You are facing the two-time Cy Young Award–winning Dodgers pitcher Blake Snell from a distance of twenty-two yards, armed only with a three-foot-long paddle and your own nerve. To enliven the proceedings, Snell interacts with you not from the traditional, essentially static position but after a twenty- or thirty-yard headlong sprint from the outfield to the pitcher’s mound, at the climax of which he hurls a cherry-red leather ball in the general direction of your ankles. In most cases, the ball will hit the turf, deviate sharply left or right, and rear up like a skipping rock somewhere toward your unprotected midriff.

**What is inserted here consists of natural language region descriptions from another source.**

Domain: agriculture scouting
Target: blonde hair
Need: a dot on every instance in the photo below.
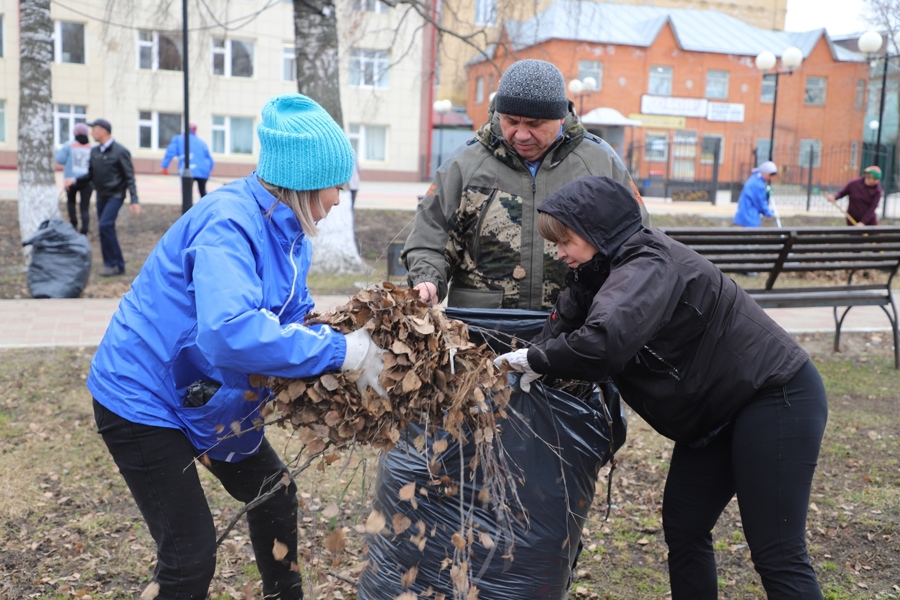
(301, 202)
(552, 229)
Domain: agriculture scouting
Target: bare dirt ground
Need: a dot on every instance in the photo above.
(69, 528)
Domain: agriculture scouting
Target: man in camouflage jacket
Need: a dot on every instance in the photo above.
(475, 233)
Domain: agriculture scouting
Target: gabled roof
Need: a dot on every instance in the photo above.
(635, 25)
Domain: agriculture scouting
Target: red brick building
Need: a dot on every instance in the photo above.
(682, 79)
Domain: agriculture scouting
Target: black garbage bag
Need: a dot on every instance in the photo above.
(60, 260)
(555, 443)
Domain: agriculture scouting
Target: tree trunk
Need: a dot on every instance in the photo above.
(37, 193)
(316, 43)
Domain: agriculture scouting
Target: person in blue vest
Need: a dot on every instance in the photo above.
(75, 155)
(754, 200)
(202, 162)
(222, 296)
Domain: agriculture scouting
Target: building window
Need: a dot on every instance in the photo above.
(369, 68)
(660, 81)
(369, 141)
(591, 68)
(158, 51)
(232, 135)
(375, 6)
(656, 147)
(767, 95)
(807, 147)
(289, 63)
(68, 43)
(156, 129)
(717, 85)
(708, 148)
(65, 116)
(232, 58)
(486, 13)
(815, 91)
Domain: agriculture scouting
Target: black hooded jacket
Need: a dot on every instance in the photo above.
(685, 345)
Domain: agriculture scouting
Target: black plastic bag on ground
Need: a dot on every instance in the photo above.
(555, 444)
(60, 260)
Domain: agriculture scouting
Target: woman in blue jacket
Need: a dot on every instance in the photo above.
(754, 200)
(223, 296)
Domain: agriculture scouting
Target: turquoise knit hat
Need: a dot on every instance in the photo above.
(300, 145)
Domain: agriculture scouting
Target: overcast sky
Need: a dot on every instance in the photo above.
(837, 16)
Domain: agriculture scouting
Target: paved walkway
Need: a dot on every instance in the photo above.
(82, 321)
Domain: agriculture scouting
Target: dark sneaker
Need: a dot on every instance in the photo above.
(112, 271)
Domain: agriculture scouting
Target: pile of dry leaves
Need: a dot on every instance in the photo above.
(433, 375)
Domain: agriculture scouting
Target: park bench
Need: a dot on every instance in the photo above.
(780, 255)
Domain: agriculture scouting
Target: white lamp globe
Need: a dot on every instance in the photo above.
(792, 57)
(765, 61)
(870, 42)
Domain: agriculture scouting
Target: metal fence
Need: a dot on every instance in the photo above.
(689, 169)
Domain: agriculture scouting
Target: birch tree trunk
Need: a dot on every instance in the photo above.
(37, 193)
(316, 43)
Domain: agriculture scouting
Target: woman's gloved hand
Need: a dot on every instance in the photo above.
(518, 360)
(364, 355)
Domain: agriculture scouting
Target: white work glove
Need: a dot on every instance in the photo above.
(518, 360)
(364, 355)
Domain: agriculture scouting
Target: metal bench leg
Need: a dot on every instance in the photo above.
(837, 327)
(893, 319)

For good measure, Snell will periodically vary the routine by dropping the ball in shorter, with the result that it bounces off the grass and bears in on your head. At your discretion, you may have equipped yourself with a device much like a motorcyclist’s helmet for the event. Other than avoiding serious injury, your primary job is to score runs—the currency of the game—by striking the ball to the field boundary, or far enough from the eleven fielders to allow you, the batter, to run to the other end of the twenty-two-yard infield before the ball can be returned. At least two bowlers, as they’re called, must take turns, from alternating ends; also, there are always two batters on the field, each to take a turn as required. When the entire batting team has been dismissed, either by committing one of various technical indiscretions or by being rendered hors de combat, the teams’ roles are reversed. After all the players required to bat on both sides have done so either once or twice, a ritual that can take from a few hours to as long as five days, the total number of runs accumulated determines the winner—unless time runs out first and the result is a draw.
There, in a nutshell, is cricket, which despite, or because of, its fabled idiosyncrasies remains the world’s second-most-popular spectator sport, after soccer. It’s perhaps worth adding just two further points before we move on. First, if nothing else, cricket has been around a long time. The game’s exact origins are a matter of scholarly debate, but it’s generally agreed that in the England of the mid-sixteenth century, the essential bat-ball duel at the heart of the proceedings had evolved far enough to be recognizable as the highly structured contest enjoyed in more than 100 countries today. And second, as the preceding passage perhaps shows, it is emphatically not a sport for the easily intimidated or the faint-hearted.